Around 270,000 Syrians Have Right to Bring Families to Germany: Report

Around 270,000 Syrians Have Right to Bring Families to Germany: Report
Syrian refugees arrive at the camp for refugees and migrants in Friedland, Germany April 4, 2016. (REUTERS/Kai Pfaffenbach)
Reuters
4/5/2017
Updated:
4/5/2017

BERLIN—Around 270,000 Syrians in Germany have the right to bring in their family members, a newspaper said on Wednesday—a statistic that could fuel the debate about migration less than six months before a national election.

Mass-selling tabloid Bild cited a government paper as showing a total of 431,376Syrians applied for asylum in Germany in 2015 and 2016 and said that of those 267,500 would be entitled to family reunifications in Germany.

That could play into the hands of the anti-immigrant Alternative for Germany (AfD) party, which has lost support in recent months as the refugee issue recedes from the headlines ahead of a Sept. 24 election.

Senior AfD member Alexander Gauland condemned the figures, saying it was “absolute madness” to allow so many people to bring their families to Germany:“Billions and billions of tax money are being swallowed and the social state is being steered toward breakdown while our eyes are wide open.”

Right-wing Alternative for Germany (AfD) deputy chairman Alexander Gauland attends a press conference in Berlin, on March 14, 2016. (JOHN MACDOUGALL/AFP/Getty Images)
Right-wing Alternative for Germany (AfD) deputy chairman Alexander Gauland attends a press conference in Berlin, on March 14, 2016. (JOHN MACDOUGALL/AFP/Getty Images)

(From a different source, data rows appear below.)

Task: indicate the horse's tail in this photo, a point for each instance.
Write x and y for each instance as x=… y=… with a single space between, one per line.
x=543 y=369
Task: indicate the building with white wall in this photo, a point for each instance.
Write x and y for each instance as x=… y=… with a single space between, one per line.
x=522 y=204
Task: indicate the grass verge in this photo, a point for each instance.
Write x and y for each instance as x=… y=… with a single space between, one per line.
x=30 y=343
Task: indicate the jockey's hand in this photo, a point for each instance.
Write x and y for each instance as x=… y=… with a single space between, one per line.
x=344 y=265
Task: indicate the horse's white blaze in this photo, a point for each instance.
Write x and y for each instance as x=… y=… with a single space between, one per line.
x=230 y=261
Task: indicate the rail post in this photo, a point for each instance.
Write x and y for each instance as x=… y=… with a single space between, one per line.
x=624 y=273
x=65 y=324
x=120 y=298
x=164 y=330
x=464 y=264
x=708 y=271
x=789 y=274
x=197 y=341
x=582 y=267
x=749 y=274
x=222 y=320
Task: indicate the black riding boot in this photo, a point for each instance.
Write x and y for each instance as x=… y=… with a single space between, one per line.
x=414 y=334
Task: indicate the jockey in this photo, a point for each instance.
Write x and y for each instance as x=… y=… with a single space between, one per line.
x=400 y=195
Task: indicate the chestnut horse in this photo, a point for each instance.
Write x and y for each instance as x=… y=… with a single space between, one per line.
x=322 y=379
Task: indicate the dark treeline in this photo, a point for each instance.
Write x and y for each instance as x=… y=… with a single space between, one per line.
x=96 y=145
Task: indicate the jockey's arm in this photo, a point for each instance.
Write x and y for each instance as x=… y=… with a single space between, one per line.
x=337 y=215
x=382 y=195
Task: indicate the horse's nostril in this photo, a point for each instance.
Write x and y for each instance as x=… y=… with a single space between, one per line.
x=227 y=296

Neither the Federal Office for Migration and Refugees (BAMF) nor the Interior Ministry immediately responded to requests for comment on the report.

In 2016, the government decided to suspend family re-unifications for two years for migrants who get “subsidiary protection”—granted to people who are not considered as being persecuted individually but in whose home country there is war, torture or other inhumane treatment.

Syrians are the biggest group of asylum applicants in Germany. They are increasingly being granted subsidiary protection rather than refugee status and that means they are only granted the right of residence for a year, although this can be extended.

But Chancellor Angela Merkel’s Christian Democrats (CDU), their Bavarian sister party—the Christian Social Union (CSU)—and the Social Democrats (SPD), their junior coalition partner, decided last week to make exceptions for people with subsidiary protection status in hardship cases.

German Chancellor Angela Merkel on April 4, 2017 in Cologne, Germany. (Lukas Schulze/Bongarts/Getty Images)
German Chancellor Angela Merkel on April 4, 2017 in Cologne, Germany. (Lukas Schulze/Bongarts/Getty Images)

More than a million migrants flocked to Germany in 2015 and 2016 but arrivals havedropped significantly. The AfD, which has made immigration one of its key rallying points, is currently on between 7 and 11 percent in opinion polls, above the 5 percent threshold to enter parliament.

CSU leader Horst Seehofer told German magazine Stern tackling the AfD was a main aim.

“If we govern the country sensibly and don’t attack each other personally in the election campaign, we can push the AfD under 5 percent,” Seehofer said.

However, while his party is behind Merkel in the election campaign he said it was sticking to its demand for a cap on the number of migrants coming here—a proposal which the chancellor has rejected.

In 2016, some 280,000 migrants arrived in Germany, a sharp drop compared with 890,000 the previous year. Bild said while there were no numbers for 2017 yet, the federal police had already caught more than 20,000 illegal migrants on the borders in the first three months of this year.

Separately, the German cabinet on Wednesday approved a draft law that would prevent child marriages conducted abroad from being recognized in Germany. It says marriages should automatically be void if at least one of the partners was younger than 16 at the time they wed.